Editor’s note: This article was updated to reflect that the city isn’t actively considering bringing back curbside recycling but is instead updating the ordinance language to be consistent with current policy of encouraging and directing businesses and residents to voluntarily separate recyclable materials from trash.
By Randi B. Hagi, assistant editor
The Harrisonburg City Council is updating its ordinance to direct businesses and residents to separate recyclable materials — such as cardboard, cans and certain plastics — from their trash.
The city has left open the option of curbside recycling since discontinuing it in 2015 but has no plans to resume that service anytime soon.
City staff are currently updating Harrisonburg’s solid waste management plan, which was adopted in 1991 and sets out recycling and landfill goals for the next 20 years. Among the new goals drafted by staff is to require city businesses and residents to separate recyclable items from trash once more.
Harrisonburg residents have been tossed from one waste and recycling system to another several times over the last few years. In 2015, the city scrapped the curbside recycling program in favor of a single stream trash and recycling setup. But that ended abruptly in March 2018 with the closing of Van Der Linde, the Troy, Virginia, company contracted to sort through all of Harrisonburg’s single stream waste.

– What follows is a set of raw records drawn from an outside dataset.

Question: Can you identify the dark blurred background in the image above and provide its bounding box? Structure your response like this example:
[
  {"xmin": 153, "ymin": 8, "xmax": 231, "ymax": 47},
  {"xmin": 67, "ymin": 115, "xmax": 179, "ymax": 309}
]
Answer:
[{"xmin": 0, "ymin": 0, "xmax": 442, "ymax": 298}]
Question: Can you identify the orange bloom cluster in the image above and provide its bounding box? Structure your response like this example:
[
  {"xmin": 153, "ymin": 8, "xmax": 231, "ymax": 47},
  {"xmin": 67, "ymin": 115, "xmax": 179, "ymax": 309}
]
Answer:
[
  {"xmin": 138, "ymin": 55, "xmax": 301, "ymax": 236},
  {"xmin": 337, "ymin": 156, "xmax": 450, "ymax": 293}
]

The city then set up a collection center on Beery Road for residents to voluntarily bring their recyclables. Mobile recycling units stationed at different parts of the city soon followed. But recycling supporters expressed frustration again in 2019, when changes in the global market ended Harrisonburg’s collection of No. 3 through No. 7 plastics.
Tom Hartman, director of public works, asked the city council to hold a public hearing, which is legally required, on the plan at the next meeting March 23.
The council also unanimously approved a few additions to the city’s waste management and collection fees having to do with the new toter trash cart program, which is set to begin early next month. The residential garbage collection fee will remain $24 per month, but for those who need a second toter bin, it will cost an additional $10 per month.
Mayor Deanna Reed and Council member Chris Jones expressed concerns about senior citizens being properly informed about the new program.
“Sometimes in the most vulnerable neighborhoods, the message is just not getting there,” Reed said.
Also in the meeting:
- Council member Chris Jones recognized the passing of educator and author Doris Harper Allen, who died last week. “We all know and love her and appreciate all the things she did, from just loving on individuals in her neighborhood, but also in the greater community,” he said. “She was a tremendous woman,” said Reed, who is Allen’s niece.
- The council unanimously agreed to allow the Harrisonburg Redevelopment and Housing Authority to issue a bond to an affordable housing developer in Chesterfield County. City Attorney Chris Brown said the authority will not actually loan out the $19 million for the project – a bank does that. The authority will act as a pass-through entity, which then allows it to collect $40,000 in fees. Director Michael Wong said the authority will use that money on initiatives combating homelessness.
- Council member George Hirschmann recognized the efforts of local resident Bucky Berry, whose latest food drive at Bridgewater Foods has already filled two school buses with non-perishable items for the Salvation Army. “I admire the man and how much time he puts in to help out this area,” he said.